Linear Algebra Symbol API of MXNet.

mxnet.symbol.linalg.extractdiag(A=None, offset=_Null, name=None, attr=None, out=None, **kwargs)¶

Extracts the diagonal entries of a square matrix. Input is a tensor A of dimension n >= 2.

If n=2, then A represents a single square matrix which diagonal elements get extracted as a 1-dimensional tensor.
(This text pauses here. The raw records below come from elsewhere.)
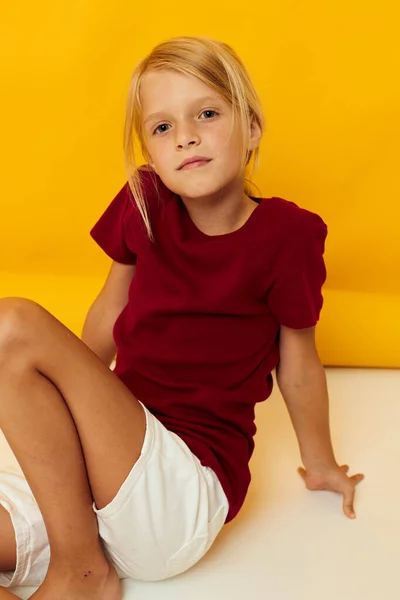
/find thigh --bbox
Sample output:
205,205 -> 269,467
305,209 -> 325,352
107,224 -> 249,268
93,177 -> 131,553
0,298 -> 146,508
0,505 -> 17,571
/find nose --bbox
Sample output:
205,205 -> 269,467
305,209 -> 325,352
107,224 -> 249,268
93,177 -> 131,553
175,124 -> 200,150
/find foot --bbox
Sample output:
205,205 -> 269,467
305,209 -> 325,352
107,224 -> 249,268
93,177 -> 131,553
29,558 -> 122,600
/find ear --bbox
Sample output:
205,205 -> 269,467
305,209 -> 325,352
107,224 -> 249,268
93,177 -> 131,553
249,115 -> 262,150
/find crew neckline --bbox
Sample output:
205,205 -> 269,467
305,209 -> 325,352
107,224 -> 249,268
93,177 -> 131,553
176,195 -> 265,241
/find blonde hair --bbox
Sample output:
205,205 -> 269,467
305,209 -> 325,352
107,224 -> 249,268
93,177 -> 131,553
124,37 -> 264,240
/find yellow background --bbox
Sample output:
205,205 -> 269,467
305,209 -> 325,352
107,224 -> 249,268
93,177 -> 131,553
0,0 -> 400,367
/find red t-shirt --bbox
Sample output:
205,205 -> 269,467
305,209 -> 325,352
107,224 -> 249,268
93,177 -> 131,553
90,166 -> 327,522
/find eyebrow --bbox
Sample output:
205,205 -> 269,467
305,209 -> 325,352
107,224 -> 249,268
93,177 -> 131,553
144,96 -> 219,125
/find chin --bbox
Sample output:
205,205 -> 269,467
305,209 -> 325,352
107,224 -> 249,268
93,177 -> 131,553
175,179 -> 230,200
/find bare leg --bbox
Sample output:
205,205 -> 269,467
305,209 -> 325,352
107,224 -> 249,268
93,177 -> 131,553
0,586 -> 21,600
0,304 -> 144,600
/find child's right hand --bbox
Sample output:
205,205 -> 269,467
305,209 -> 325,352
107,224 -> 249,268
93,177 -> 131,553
297,465 -> 364,519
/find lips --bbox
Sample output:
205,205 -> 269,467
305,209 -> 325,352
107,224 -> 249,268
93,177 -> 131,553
178,156 -> 211,171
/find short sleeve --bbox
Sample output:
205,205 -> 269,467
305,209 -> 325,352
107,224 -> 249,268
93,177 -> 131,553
266,212 -> 328,329
90,182 -> 136,265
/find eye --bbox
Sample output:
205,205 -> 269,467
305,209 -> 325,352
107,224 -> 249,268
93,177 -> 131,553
153,123 -> 171,135
200,110 -> 218,119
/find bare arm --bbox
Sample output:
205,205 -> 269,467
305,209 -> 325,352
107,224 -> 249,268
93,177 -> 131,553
81,261 -> 135,367
276,326 -> 337,471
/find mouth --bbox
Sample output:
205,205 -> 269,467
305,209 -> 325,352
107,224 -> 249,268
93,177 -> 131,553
178,156 -> 212,171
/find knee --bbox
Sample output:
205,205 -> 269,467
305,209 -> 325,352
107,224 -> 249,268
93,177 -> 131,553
0,298 -> 43,351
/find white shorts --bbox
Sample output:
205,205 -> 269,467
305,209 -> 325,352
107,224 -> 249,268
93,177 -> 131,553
0,404 -> 229,587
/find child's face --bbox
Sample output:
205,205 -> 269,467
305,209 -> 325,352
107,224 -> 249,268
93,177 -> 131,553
141,70 -> 259,198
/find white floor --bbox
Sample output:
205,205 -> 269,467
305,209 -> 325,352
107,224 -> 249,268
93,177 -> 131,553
0,368 -> 400,600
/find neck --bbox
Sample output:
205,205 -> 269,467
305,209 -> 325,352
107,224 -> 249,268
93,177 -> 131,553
181,177 -> 257,236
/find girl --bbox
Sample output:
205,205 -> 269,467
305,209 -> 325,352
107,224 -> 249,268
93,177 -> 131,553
0,37 -> 363,600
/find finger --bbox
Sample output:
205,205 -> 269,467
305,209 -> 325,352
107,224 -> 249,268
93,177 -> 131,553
343,486 -> 356,519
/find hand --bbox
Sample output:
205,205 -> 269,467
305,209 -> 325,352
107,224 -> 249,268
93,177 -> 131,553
297,465 -> 364,519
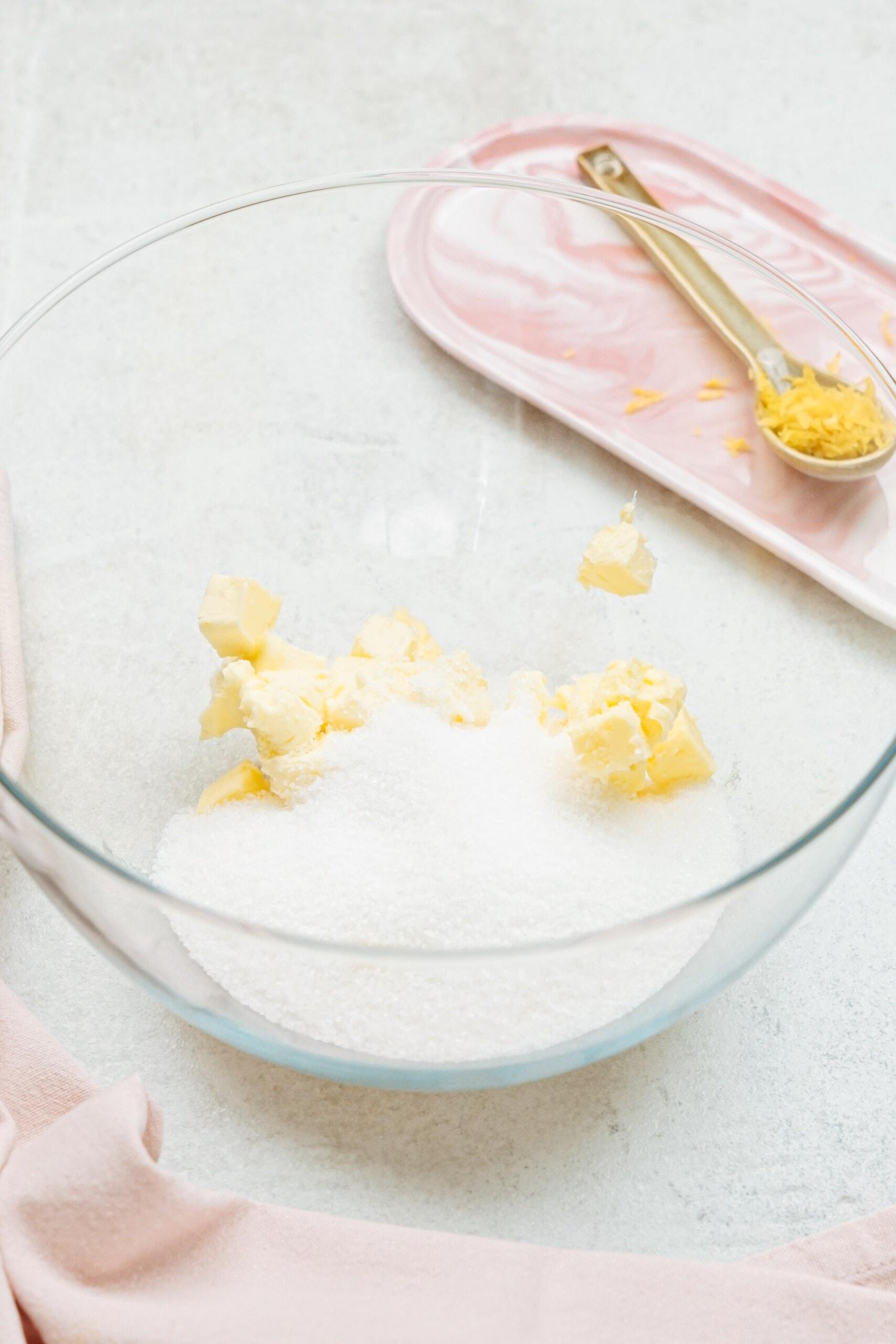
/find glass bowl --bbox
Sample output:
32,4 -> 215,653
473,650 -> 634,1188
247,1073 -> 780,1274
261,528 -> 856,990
0,171 -> 896,1090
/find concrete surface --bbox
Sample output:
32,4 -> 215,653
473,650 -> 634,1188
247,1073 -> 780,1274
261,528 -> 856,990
0,0 -> 896,1258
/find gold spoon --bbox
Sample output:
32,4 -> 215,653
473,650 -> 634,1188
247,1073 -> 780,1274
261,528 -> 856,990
577,145 -> 896,481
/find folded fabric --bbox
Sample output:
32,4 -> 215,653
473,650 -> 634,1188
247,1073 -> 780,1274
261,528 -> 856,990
0,482 -> 896,1344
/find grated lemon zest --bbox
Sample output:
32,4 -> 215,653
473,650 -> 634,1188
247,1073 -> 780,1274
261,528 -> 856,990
756,367 -> 896,460
625,387 -> 666,415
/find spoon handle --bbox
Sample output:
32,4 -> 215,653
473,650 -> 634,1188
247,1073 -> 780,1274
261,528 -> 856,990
577,145 -> 788,382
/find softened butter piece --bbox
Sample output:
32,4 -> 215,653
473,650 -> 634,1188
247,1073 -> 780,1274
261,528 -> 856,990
579,500 -> 657,597
199,574 -> 281,658
260,739 -> 324,806
568,700 -> 650,793
352,607 -> 442,663
199,658 -> 254,742
252,631 -> 326,674
352,615 -> 415,660
507,670 -> 553,724
392,606 -> 442,662
196,761 -> 274,813
407,649 -> 492,729
324,653 -> 411,731
648,708 -> 716,789
239,668 -> 324,755
555,658 -> 687,793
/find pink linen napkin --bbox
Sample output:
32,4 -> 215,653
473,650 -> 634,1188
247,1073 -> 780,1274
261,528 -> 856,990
0,470 -> 896,1344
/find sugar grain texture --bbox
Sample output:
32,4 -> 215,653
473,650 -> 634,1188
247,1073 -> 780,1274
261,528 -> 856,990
154,703 -> 739,1062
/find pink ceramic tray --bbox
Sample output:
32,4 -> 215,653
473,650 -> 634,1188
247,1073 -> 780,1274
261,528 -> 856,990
388,118 -> 896,628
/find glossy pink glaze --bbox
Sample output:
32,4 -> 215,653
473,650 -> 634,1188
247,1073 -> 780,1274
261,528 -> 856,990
388,118 -> 896,628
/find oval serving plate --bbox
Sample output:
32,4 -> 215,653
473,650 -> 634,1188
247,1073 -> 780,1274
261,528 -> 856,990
388,117 -> 896,628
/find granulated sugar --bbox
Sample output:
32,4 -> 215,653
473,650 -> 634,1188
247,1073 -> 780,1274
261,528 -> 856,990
154,701 -> 737,1060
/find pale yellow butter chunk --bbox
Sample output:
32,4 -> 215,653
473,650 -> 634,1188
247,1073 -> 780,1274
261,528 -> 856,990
260,743 -> 322,805
392,606 -> 442,663
196,761 -> 274,813
352,615 -> 416,660
648,708 -> 716,789
199,658 -> 254,742
324,653 -> 411,731
407,649 -> 492,727
199,574 -> 281,658
239,668 -> 324,755
252,632 -> 326,674
579,500 -> 657,597
507,672 -> 553,724
555,658 -> 687,793
567,700 -> 650,793
352,607 -> 442,663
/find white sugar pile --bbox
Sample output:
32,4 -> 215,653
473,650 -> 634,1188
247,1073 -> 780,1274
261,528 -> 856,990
154,703 -> 737,1060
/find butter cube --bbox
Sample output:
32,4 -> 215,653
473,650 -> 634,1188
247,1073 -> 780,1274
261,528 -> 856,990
579,500 -> 657,597
553,658 -> 687,793
260,743 -> 324,805
199,574 -> 281,658
507,672 -> 553,724
568,701 -> 650,793
239,668 -> 324,755
352,615 -> 416,658
196,761 -> 267,813
252,632 -> 326,674
407,649 -> 492,727
352,607 -> 442,663
199,658 -> 252,742
324,653 -> 411,731
648,708 -> 716,789
392,606 -> 442,662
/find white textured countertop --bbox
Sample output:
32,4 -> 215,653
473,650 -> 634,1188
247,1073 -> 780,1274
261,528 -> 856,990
0,0 -> 896,1258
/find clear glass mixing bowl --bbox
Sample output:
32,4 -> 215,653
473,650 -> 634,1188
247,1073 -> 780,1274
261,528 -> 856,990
0,172 -> 896,1089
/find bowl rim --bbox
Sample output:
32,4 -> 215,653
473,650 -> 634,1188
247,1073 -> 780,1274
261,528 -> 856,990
0,168 -> 896,965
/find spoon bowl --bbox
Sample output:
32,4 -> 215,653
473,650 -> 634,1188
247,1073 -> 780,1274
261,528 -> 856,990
577,145 -> 896,481
750,343 -> 896,481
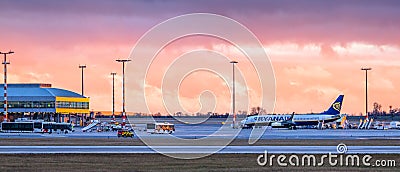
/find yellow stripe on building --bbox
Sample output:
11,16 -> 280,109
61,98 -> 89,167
56,97 -> 89,102
56,108 -> 89,114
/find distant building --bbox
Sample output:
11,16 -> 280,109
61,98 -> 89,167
0,84 -> 89,122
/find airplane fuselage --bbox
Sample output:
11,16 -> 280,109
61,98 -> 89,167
241,114 -> 340,126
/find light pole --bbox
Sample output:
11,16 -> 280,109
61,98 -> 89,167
230,61 -> 238,128
0,51 -> 14,121
116,59 -> 131,127
361,68 -> 372,118
111,72 -> 117,122
79,65 -> 86,96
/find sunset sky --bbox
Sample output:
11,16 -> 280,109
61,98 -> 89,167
0,0 -> 400,114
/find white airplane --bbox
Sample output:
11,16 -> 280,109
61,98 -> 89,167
240,95 -> 344,129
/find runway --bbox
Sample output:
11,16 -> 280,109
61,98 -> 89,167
0,124 -> 400,140
0,146 -> 400,154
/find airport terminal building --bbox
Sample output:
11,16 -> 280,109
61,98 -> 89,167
0,84 -> 89,124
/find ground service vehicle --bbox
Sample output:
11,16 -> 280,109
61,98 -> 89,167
146,122 -> 175,134
117,130 -> 133,137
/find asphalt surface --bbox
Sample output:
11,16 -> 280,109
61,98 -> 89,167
0,124 -> 400,140
0,146 -> 400,154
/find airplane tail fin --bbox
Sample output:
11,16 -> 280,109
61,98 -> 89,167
287,112 -> 295,121
322,95 -> 344,115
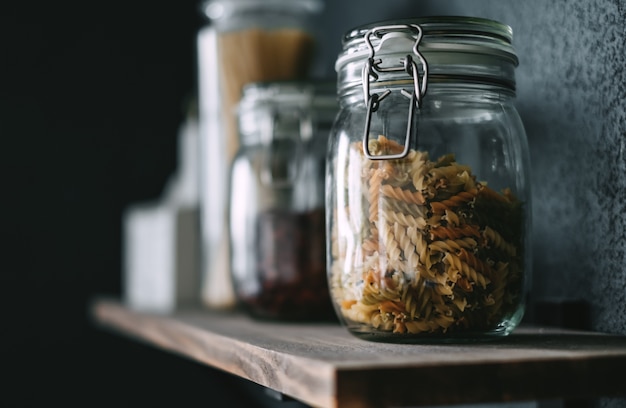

If n>2, then A represents a batch of square matrices on the trailing two dimensions. The extracted diagonals are returned as an n-1-dimensional tensor.

Note

The operator supports float32 and float64 data types only.

Examples:

// Single matrix diagonal extraction
A = [[1.0, 2.0],
     [3.0, 4.0]]

extractdiag(A) = [1.0, 4.0]

extractdiag(A, 1) = [2.0]

// Batch matrix diagonal extraction
A = [[[1.0, 2.0],
      [3.0, 4.0]],
     [[5.0, 6.0],
      [7.0, 8.0]]]

extractdiag(A) = [[1.0, 4.0],
                  [5.0, 8.0]]

Defined in src/operator/tensor/la_op.cc:L495

Parameters:	A (Symbol) – Tensor of square matrices offset (int, optional, default='0') – Offset of the diagonal versus the main diagonal. 0 corresponds to the main diagonal, a negative/positive value to diagonals below/above the main diagonal. name (string, optional.) – Name of the resulting symbol.
Returns:	The result symbol.
Return type:	Symbol

mxnet.symbol.linalg.extracttrian(A=None, offset=_Null, lower=_Null, name=None, attr=None, out=None, **kwargs)¶

Extracts a triangular sub-matrix from a square matrix. Input is a tensor A of dimension n >= 2.

If n=2, then A represents a single square matrix from which a triangular sub-matrix is extracted as a 1-dimensional tensor.

If n>2, then A represents a batch of square matrices on the trailing two dimensions. The extracted triangular sub-matrices are returned as an n-1-dimensional tensor.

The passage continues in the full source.